On sait retrouver les allusions à l’Homme aux Loups, cas exemplaire de Freud. Pour le cas d’Elfriede Hirscheld, le fil directeur manquait. En réunissant les fragments, les bribes de confidences, les allusions dans les correspondances, elle parvient à construire le récit du sixième cas de Freud dont la fascination et la défense pour l’occulte ont été réveillées par son contre-transfert. Elfriede Hirschfeld est celle que Freud qualifie de « mon tourment ». A cette dimension intime, s’ajoute la concurrence publique avec Jung qu’elle avait aussi consulté.
Le discours de l’époque donnait beaucoup de place au dialogue avec les morts, aux tables tournantes et à la télépathie. Freud ne voulait pas s’écarter d’une construction rationnelle. Il devait donc refuser tout ce qui pouvait y porter atteinte. Ce n’est que maintenant, depuis les avancées de la linguistique et de l’anthropologie, que nous pouvons entendre que ce qui était alors qualifié d’occulte est le fait que la parole n’est pas limitée à l’espace biologique de l’individu mais est la production d’un groupe. Il faut être trois pour qu’advienne la parole de l’enfant. Marqué par cet originaire, chacun devient porteur de la parole et de la langue du groupe qui le fait vivre et parler. Il y a un au delà du discours manifeste. Dans l’acte délirant, le fou, l’insensé agit un dire qui est hors de lui, comme le poète ou l’artiste qui savent aussi le retrouver.
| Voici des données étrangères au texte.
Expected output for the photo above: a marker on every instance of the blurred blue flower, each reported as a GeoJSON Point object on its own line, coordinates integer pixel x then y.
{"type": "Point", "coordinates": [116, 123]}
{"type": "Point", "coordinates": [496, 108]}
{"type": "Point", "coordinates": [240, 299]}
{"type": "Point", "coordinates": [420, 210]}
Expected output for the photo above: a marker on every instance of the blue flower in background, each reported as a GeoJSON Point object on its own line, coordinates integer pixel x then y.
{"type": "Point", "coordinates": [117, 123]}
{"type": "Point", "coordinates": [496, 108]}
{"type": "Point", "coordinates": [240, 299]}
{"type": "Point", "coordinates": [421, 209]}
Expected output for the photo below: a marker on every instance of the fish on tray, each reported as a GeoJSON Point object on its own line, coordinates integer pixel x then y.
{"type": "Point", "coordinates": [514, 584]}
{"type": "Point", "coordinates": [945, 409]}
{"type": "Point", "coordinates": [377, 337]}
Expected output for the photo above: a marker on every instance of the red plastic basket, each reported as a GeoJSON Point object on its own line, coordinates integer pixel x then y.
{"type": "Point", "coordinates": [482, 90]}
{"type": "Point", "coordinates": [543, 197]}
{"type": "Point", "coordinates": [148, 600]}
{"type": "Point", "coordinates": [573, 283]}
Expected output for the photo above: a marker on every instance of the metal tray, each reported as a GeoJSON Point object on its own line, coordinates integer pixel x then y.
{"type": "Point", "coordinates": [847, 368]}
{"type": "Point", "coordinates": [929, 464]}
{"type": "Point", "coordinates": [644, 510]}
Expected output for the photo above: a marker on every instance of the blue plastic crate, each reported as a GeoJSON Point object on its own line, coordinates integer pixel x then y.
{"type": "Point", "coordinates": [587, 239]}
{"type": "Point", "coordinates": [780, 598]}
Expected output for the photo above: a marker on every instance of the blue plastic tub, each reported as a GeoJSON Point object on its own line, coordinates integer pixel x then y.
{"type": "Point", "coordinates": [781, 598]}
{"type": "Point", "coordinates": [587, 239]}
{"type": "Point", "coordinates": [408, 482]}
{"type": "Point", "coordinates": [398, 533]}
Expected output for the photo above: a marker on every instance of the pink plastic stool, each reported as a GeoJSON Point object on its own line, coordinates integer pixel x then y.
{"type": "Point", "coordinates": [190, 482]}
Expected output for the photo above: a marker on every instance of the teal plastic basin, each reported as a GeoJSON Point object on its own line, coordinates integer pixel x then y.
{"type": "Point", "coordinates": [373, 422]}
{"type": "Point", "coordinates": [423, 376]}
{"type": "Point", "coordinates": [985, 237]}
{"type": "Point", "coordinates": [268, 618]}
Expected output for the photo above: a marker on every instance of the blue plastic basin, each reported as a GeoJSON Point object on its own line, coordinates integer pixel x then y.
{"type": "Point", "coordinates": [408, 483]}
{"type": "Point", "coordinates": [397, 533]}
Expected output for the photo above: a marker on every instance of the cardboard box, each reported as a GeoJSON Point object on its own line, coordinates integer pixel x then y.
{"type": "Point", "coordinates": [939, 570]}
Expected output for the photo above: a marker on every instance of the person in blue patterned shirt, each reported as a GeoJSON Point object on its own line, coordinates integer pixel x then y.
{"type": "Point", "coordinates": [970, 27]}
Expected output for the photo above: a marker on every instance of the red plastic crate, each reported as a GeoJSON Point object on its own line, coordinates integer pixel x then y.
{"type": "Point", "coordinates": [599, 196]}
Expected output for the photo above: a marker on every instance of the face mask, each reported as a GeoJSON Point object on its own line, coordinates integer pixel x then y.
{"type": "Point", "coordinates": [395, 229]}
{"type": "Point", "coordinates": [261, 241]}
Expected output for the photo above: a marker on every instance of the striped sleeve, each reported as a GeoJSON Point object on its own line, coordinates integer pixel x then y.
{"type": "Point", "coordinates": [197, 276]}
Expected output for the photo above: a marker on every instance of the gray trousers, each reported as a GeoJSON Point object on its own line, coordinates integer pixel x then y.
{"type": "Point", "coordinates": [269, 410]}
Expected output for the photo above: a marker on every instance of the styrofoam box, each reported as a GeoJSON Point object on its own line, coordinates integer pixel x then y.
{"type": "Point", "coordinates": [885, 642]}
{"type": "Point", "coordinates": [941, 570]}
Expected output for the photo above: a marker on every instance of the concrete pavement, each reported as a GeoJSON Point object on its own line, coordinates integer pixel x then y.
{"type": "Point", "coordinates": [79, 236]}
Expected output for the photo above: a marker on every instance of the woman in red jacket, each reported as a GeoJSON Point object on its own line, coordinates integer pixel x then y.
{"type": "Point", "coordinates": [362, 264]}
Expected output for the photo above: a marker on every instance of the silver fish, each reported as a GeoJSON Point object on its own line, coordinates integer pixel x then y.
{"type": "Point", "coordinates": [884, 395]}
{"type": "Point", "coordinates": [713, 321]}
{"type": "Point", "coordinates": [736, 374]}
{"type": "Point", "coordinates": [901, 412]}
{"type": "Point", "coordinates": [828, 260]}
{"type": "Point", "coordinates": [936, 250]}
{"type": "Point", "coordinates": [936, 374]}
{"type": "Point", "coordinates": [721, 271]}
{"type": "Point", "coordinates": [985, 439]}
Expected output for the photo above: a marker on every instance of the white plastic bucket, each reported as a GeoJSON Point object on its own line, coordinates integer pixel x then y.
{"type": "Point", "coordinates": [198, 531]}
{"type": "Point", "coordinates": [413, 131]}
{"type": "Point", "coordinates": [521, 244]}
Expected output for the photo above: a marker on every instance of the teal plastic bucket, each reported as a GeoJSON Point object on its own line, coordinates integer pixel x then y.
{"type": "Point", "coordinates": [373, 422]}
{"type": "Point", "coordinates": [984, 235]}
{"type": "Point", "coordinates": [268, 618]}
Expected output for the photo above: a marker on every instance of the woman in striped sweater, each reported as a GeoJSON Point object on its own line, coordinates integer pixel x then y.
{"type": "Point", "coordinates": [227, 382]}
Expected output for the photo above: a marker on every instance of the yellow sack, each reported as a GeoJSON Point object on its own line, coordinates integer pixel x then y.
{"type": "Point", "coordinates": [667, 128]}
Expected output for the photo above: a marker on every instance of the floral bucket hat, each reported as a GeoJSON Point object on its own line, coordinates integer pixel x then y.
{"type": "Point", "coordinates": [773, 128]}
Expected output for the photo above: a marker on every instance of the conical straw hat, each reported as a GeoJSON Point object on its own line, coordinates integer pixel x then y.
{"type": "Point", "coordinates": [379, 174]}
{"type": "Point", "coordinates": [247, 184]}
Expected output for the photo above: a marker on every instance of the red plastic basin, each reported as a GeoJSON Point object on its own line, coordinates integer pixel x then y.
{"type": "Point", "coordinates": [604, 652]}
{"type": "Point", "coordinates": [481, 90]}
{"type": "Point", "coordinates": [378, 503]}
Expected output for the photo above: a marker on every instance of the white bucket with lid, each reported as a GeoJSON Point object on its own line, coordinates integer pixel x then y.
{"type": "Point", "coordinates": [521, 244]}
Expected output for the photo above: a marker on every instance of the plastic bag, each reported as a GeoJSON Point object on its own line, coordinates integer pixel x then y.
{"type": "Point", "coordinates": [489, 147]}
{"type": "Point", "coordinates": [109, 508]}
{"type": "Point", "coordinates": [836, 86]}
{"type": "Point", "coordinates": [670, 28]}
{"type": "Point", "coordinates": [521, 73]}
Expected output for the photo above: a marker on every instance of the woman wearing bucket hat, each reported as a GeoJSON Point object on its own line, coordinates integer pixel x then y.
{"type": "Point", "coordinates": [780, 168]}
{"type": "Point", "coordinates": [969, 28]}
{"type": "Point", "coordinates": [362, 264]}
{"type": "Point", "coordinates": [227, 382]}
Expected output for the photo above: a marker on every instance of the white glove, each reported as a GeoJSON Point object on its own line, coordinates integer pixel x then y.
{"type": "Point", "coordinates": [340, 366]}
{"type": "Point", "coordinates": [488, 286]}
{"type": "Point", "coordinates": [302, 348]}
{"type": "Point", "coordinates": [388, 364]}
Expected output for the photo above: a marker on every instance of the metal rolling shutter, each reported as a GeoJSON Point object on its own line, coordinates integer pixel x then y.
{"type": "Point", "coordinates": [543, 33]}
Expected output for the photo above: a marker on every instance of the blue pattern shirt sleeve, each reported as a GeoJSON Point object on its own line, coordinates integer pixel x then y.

Quand Freud nous livre le texte de son écoute de ce qui deviendra le cas de l’Homme aux Loups, il s’offre à notre travail d’interprétation dans un autre texte sous-jacent, où nous percevons ses constructions successives. En dissimulant le cas, Freud suscite, au contraire, notre perplexité en livrant, comme une devinette cachée dans le foisonnement de ses écrits, ce qu’il ne souhaite pas faire entendre. Ce qui est ainsi dissimulé, c’est la partie personnelle de Freud dans le transfert avec sa patiente.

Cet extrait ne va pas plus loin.